When the fourth reactor at the Chernobyl Nuclear Power Plant exploded in April 1986, it was the worst nuclear disaster the world had ever seen. In the three decades since, the entire power plant has been shut down and the area has been slowly reclaimed by nature .
The plant is now headed for another potential disaster, as fires in the surrounding forests are getting closer and closer to the old reactor.
Radiation Levels Spiked
At the beginning of April, Ukrainian officials reported a spike in radiation that is sixteen times above normal, after a forest fire broke out within the restricted area near the old nuclear power plant .
While these radiation levels are not near as high as the levels released after the initial explosion, Ukraine’s Emergency Ministry said that the rise in radiation in some areas had caused some difficulties in fighting the fire .
The Fires are Getting Closer
According to Greenpeace Russia, the largest of the fires has covered 34 thousand hectares, and the fire closest to the plant is about 12 thousand hectares in size. They have now reached the abandoned town of Pripyat, which used to serve the town .
Yaroslav Emelianenko, who provides tours for tourists in the area, explained that it would be an economic disaster if the fire were to destroy the town, because tourism there has become a valuable source of revenue .
How Did the Fires Start?
Since then, more than 300 firefighters have been deployed to the site, along with helicopters and planes that are attempting to extinguish the fires from above.

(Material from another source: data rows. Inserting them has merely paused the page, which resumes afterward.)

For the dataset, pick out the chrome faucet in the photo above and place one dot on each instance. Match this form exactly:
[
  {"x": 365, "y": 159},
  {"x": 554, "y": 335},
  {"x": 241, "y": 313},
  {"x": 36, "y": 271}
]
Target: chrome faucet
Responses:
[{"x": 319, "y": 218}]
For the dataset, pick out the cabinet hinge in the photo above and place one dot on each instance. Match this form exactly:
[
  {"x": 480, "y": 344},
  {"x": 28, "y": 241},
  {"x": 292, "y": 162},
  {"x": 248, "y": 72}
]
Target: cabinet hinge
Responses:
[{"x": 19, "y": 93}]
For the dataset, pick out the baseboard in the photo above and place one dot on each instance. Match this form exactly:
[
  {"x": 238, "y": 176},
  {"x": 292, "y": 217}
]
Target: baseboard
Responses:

Head of the State Agency of Ukraine on Exclusion Zone Management, Kateryna Pavlova, said in an interview that they had been working all night to protect the plant from the fire, but could not say that the fires were contained .
Who is At Risk?
Officials have announced that fires near a couple of villages close to the exclusion zone have been put out.
The main concern, of course, is the levels of radiation that are being emitted into the air around the plant and traveling to nearby towns and cities. The State Emergency Service, however, that radiation levels in Kyiv, the capital city, are within normal levels .
This, of course, comes at a particularly difficult time, when most of the residents nearby are living in quarantine due to the COVID-19 pandemic. Yegor Firsov, head of Ukraine’s state ecological inspection service, however, has informed residents of Kyiv and nearby towns that they do not have to be afraid of opening their windows during quarantine .
Calling on Higher Fines for Arson
Firsov said that fires like this are fairly common in the forests surrounding the power plant, however since this one was caused by arson, he is calling on the Ukrainian government to introduce higher fines for people who commit such an act.
“Every year we see the same picture – in all regions burning fields, reed, forests. This barbaric must finally be stopped. At the first meeting of parliament, deputies should significantly raise penalties for arson. It can’t go on like this anymore.”